BI: Dana Asing Masuk Rp2,45 Triliun dalam Sepekan

    Husen Miftahudin - 23 Juli 2021 20:44 WIB
    BI: Dana Asing Masuk Rp2,45 Triliun dalam Sepekan
    Ilustrasi dana asing masuk RI - - Foto: dok AFP



    Jakarta: Bank Indonesia (BI) mencatat dana-dana asing kembali membanjiri pasar keuangan domestik selama sepekan. Berdasarkan data transaksi pada 19-22 Juli 2021, dana-dana dari investor asing (nonresiden) beli neto (inflow) sebanyak Rp2,45 triliun.

    Banjirnya dana asing di pasar keuangan domestik tersebut berasal dari pasar Surat Berharga Negara (SBN) yang tercatat inflow sebanyak Rp1,24 triliun. Pasar saham pun turut menambah derasnya dana aliran asing ke pasar keuangan domestik sebesar Rp1,21 triliun.

     



    "Berdasarkan data setelmen selama 2021 (year to date/ytd), nonresiden beli neto Rp2,53 triliun," ungkap Kepala Departemen Komunikasi BI Erwin Haryono dalam perkembangan indikator stabilitas nilai rupiah, Jumat, 23 Juli 2021.

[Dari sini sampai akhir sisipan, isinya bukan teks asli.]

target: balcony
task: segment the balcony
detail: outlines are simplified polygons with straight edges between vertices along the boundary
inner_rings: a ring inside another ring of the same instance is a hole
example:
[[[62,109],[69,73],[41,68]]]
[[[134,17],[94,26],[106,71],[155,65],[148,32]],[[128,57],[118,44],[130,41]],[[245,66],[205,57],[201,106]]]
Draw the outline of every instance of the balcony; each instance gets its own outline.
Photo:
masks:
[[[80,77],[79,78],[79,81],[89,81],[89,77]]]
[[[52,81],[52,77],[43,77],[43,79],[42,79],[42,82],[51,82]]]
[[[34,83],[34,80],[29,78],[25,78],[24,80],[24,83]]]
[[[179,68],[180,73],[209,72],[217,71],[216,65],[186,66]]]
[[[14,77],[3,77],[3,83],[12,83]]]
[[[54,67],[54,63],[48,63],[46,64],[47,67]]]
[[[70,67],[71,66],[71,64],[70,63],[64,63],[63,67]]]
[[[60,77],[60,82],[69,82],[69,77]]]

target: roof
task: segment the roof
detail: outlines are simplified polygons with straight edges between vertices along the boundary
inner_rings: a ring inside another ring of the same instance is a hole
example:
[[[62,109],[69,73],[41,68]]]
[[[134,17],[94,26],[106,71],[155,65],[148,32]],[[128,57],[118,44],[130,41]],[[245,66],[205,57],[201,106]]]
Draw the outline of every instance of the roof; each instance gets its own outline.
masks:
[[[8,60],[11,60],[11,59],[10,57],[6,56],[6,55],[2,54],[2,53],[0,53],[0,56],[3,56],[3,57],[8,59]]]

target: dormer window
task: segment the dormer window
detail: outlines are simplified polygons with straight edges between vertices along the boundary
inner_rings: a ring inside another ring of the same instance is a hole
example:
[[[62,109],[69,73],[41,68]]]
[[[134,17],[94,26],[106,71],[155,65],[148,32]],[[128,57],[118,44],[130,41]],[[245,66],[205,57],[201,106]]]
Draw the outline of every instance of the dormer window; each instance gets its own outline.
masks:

    Adapun premi risiko atau Credit Default Swap (CDS) Indonesia lima tahun naik ke level 78,52 basis poin (bps) per 22 Juli 2021 dari 77,35 bps per 16 Juli 2021. CDS merupakan indikator untuk mengetahui risiko berinvestasi di SBN.

    Semakin besar skor CDS, maka risiko berinvestasi di SBN juga semakin tinggi. Sebaliknya jika skor semakin kecil, maka risiko investasinya juga semakin rendah.

    Namun demikian, besarnya dana asing yang ditempatkan di Indonesia selama sepekan itu tak mampu membuat rupiah bertaji. Kurs rupiah yang ditransaksikan antarbank di Jakarta pada akhir pekan ditutup melemah tipis dibayangi kekhawatiran kasus covid-19 yang terus berlanjut.

    Mengutip data Bloomberg pada penutupan perdagangan hari ini, nilai tukar rupiah terhadap USD melemah ke level Rp14.492 per USD. Mata uang Garuda tersebut melemah 10 poin atau setara 0,07 persen dari posisi Rp14.482 per USD pada penutupan perdagangan di hari sebelumnya.

    Sementara menukil data Yahoo Finance, rupiah justru berada di zona hijau pada posisi Rp14.490 per USD. Rupiah menguat 15 poin atau setara 0,10 persen dari Rp14.505 per USD di penutupan perdagangan hari sebelumnya.

    Sedangkan berdasar pada data kurs referensi Jakarta Interbank Spot Dolar Rate (Jisdor), rupiah diperdagangkan di level Rp14.501 per USD atau menguat tujuh poin dari nilai tukar rupiah pada perdagangan hari sebelumnya sebesar Rp14.508 per USD.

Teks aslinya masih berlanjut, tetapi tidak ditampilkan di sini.